Lefou’s Love for Gaston.  I really, really thought Lefou’s gay parts were going to be subtle, so subtle that I could wave them off as being character-accurate obsession with Gaston (non-romantic).  But they weren’t subtle.  You can’t miss it in Lefou’s glances and the way he drapes himself on Gaston’s chair.  Sometimes I closed my eyes and turned my head just cause I couldn’t bear to watch it. Granted, it could have been worse, and there wasn’t even kissing or anything physical.  But you still know exactly what Hollywood was going for.  It was especially frustrating during the “Gaston” number because it was SO WELL DONE and SO FUN TO WATCH, and they had to soil it with Lefou.  It’s such a bummer because if Lefou hadn’t been gay, he would have been such an enjoyable, hilarious sidekick, and I could have actually rooted for him when he became a good guy.

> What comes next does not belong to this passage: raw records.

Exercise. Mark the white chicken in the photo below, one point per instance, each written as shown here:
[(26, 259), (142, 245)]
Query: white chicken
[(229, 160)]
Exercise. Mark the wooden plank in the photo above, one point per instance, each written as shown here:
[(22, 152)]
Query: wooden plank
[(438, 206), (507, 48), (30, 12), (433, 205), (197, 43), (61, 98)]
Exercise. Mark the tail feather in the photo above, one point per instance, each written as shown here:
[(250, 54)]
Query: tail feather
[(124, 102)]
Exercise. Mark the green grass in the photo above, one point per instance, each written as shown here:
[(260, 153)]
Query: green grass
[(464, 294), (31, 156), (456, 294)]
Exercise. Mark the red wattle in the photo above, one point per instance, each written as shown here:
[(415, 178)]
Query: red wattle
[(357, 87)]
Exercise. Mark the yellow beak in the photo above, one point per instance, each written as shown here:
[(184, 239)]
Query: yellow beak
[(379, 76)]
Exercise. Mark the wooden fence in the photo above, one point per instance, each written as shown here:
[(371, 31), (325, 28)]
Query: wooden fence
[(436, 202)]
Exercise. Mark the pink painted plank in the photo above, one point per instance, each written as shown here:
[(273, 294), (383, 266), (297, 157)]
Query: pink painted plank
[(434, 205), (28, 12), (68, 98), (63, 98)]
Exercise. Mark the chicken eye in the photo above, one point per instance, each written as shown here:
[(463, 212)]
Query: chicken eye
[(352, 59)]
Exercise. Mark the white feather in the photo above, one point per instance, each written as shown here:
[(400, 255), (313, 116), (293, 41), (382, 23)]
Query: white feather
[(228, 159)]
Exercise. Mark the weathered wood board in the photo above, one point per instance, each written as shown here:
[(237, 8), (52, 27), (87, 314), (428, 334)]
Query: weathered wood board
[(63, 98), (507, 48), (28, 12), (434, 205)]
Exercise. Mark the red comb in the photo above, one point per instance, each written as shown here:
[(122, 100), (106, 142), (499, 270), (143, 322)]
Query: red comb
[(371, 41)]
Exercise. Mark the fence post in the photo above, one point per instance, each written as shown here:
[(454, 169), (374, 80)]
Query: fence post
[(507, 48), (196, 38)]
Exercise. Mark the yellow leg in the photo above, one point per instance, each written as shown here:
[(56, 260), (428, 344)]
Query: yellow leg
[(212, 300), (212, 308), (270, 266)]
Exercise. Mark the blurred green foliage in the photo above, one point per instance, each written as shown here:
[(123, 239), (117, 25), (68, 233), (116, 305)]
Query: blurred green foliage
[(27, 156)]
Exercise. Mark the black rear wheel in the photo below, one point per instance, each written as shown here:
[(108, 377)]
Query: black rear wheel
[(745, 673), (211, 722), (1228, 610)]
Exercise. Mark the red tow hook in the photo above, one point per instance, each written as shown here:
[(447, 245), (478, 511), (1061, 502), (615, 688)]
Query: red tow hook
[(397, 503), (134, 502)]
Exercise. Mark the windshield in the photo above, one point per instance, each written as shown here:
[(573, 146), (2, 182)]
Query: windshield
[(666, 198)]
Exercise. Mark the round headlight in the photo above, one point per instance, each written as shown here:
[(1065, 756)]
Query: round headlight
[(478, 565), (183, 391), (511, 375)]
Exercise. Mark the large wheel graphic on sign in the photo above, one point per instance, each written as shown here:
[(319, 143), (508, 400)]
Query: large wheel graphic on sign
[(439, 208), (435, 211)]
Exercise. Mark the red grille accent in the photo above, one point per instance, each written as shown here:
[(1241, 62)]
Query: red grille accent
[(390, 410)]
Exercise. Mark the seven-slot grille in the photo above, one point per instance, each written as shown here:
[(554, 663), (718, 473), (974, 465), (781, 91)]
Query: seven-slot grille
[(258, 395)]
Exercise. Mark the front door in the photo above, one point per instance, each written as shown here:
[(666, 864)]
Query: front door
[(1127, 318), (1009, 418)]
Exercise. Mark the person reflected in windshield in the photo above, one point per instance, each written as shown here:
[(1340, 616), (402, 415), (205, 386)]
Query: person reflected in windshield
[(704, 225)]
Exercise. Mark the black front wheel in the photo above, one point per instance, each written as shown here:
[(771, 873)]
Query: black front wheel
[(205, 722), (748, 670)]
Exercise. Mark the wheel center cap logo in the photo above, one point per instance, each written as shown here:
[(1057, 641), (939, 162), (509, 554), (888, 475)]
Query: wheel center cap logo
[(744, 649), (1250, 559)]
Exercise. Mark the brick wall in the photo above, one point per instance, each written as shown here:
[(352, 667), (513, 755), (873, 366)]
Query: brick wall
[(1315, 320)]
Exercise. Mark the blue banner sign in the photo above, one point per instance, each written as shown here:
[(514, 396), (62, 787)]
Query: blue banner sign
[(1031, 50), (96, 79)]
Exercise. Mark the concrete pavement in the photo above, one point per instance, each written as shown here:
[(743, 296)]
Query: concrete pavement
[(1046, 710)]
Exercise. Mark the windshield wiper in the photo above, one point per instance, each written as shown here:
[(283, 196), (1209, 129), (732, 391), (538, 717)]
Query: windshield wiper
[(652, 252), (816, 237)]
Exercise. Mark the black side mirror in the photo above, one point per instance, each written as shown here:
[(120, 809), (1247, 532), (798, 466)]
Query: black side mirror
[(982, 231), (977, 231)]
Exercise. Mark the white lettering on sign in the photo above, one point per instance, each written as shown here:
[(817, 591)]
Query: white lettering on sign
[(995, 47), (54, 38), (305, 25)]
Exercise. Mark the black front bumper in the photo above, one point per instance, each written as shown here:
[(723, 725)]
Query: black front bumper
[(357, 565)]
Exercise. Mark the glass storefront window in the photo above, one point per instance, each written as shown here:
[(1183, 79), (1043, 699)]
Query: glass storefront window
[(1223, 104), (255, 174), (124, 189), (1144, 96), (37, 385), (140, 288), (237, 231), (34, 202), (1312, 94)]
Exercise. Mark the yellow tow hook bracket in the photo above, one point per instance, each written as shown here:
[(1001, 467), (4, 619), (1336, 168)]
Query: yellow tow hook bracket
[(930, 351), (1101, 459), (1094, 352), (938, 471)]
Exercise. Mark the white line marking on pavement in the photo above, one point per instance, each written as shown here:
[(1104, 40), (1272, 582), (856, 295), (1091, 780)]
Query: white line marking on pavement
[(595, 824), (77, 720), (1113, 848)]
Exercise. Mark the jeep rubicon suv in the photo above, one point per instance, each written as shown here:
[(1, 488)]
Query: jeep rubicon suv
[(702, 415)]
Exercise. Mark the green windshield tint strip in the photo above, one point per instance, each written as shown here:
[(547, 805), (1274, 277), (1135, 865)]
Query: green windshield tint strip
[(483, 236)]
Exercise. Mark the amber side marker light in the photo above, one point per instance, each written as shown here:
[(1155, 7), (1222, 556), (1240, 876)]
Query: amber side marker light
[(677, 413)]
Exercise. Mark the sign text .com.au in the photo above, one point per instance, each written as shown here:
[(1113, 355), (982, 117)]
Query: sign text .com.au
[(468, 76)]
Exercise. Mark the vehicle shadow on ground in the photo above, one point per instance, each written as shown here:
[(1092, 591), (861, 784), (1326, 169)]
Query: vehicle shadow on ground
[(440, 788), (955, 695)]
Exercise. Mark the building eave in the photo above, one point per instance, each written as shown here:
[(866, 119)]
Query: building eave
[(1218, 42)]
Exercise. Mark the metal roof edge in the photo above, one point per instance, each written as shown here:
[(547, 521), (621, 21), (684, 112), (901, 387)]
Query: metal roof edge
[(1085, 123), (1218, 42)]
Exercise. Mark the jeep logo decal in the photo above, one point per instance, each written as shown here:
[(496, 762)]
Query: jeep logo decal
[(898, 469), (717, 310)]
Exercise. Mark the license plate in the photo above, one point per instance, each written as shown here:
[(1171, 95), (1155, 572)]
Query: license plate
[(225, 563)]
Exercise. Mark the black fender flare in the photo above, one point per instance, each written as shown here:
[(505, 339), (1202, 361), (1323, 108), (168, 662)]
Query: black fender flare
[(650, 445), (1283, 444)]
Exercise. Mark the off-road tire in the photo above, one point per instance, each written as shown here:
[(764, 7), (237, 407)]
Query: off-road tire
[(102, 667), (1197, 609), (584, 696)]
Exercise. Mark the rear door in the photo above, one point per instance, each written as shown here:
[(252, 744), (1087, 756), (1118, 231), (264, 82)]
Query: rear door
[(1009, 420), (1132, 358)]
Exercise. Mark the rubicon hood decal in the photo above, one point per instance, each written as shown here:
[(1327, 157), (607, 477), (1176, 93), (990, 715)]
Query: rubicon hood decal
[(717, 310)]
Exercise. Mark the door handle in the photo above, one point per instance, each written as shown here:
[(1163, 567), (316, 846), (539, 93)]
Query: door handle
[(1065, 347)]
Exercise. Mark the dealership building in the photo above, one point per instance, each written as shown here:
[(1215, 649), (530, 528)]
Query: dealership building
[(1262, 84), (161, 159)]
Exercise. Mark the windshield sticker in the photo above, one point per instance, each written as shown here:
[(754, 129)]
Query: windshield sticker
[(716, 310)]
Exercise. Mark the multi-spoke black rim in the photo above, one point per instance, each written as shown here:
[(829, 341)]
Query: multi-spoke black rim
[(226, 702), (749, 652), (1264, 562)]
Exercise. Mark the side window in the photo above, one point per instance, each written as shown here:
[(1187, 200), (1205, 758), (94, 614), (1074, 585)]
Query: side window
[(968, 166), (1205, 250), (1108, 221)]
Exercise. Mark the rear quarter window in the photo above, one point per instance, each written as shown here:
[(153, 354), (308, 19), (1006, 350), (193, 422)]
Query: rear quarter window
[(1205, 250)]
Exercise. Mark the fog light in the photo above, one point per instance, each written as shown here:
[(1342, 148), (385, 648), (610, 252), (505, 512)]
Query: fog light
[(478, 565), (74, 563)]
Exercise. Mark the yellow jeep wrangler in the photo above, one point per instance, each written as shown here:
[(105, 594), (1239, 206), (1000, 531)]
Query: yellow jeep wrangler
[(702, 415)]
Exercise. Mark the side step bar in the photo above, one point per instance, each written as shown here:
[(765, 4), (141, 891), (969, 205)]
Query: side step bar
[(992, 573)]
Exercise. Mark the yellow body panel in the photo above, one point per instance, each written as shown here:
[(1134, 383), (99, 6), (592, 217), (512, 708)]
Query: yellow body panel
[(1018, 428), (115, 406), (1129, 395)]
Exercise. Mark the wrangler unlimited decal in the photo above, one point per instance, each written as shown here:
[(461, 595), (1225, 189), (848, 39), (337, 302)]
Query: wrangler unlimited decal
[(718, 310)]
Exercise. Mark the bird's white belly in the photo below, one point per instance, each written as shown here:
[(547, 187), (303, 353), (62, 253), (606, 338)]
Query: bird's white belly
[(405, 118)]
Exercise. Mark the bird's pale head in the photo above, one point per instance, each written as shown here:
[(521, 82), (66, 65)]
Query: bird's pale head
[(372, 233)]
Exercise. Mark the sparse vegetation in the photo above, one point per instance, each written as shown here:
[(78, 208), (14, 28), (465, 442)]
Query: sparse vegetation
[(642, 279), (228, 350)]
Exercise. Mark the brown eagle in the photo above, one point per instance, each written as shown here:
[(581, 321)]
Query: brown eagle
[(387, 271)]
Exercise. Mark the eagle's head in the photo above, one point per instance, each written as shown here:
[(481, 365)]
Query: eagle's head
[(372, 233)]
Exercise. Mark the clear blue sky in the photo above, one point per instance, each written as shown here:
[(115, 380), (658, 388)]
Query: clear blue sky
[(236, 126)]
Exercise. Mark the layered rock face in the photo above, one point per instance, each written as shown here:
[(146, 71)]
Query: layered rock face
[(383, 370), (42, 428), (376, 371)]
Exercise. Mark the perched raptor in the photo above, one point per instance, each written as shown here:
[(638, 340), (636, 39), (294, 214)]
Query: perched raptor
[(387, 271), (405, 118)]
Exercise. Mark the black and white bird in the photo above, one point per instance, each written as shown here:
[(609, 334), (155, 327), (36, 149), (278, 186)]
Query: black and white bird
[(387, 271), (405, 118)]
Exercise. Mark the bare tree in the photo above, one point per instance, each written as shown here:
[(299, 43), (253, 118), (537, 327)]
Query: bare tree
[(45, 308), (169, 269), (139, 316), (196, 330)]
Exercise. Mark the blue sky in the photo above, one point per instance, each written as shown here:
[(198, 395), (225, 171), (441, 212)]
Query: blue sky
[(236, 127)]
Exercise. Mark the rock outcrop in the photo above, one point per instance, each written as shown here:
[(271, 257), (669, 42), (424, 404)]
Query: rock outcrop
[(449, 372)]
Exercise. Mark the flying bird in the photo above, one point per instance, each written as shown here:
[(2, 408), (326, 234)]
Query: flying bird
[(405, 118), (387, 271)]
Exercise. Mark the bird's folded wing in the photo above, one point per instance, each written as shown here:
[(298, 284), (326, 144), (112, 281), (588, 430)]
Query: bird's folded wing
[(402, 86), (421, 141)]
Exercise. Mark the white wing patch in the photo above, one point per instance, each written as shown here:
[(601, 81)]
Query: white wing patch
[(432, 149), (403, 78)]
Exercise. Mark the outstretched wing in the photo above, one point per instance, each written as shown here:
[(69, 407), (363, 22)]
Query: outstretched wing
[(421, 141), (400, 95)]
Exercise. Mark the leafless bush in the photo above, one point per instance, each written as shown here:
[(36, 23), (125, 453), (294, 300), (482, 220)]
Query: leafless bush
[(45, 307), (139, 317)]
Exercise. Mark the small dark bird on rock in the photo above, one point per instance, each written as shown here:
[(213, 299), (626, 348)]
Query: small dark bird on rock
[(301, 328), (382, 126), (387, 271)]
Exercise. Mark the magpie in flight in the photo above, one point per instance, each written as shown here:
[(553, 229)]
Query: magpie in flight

Thankfully Lefou’s parts were not many, so I’m hoping maybe we can skip/edit his bad parts out with the DVD.  He didn’t spoil the whole movie for me, but I was hoping there would be enough wonderfulness in the film to make it worth it to me.  But whether because of Belle’s and Beast’s changes that I’ve mentioned, or maybe just Emma Watson’s existence in general, their love story didn’t touch me the way it did in the cartoon.

I know I listed more negatives than positives, but I truly did enjoy watching it, and it’s incredibly well-made in some areas.  I’m just disappointed with how they handled Belle and Beast.  But I would love to watch it again, if only to enjoy the music and animation and to feed my own imagination so I can mentally come up with a much better version.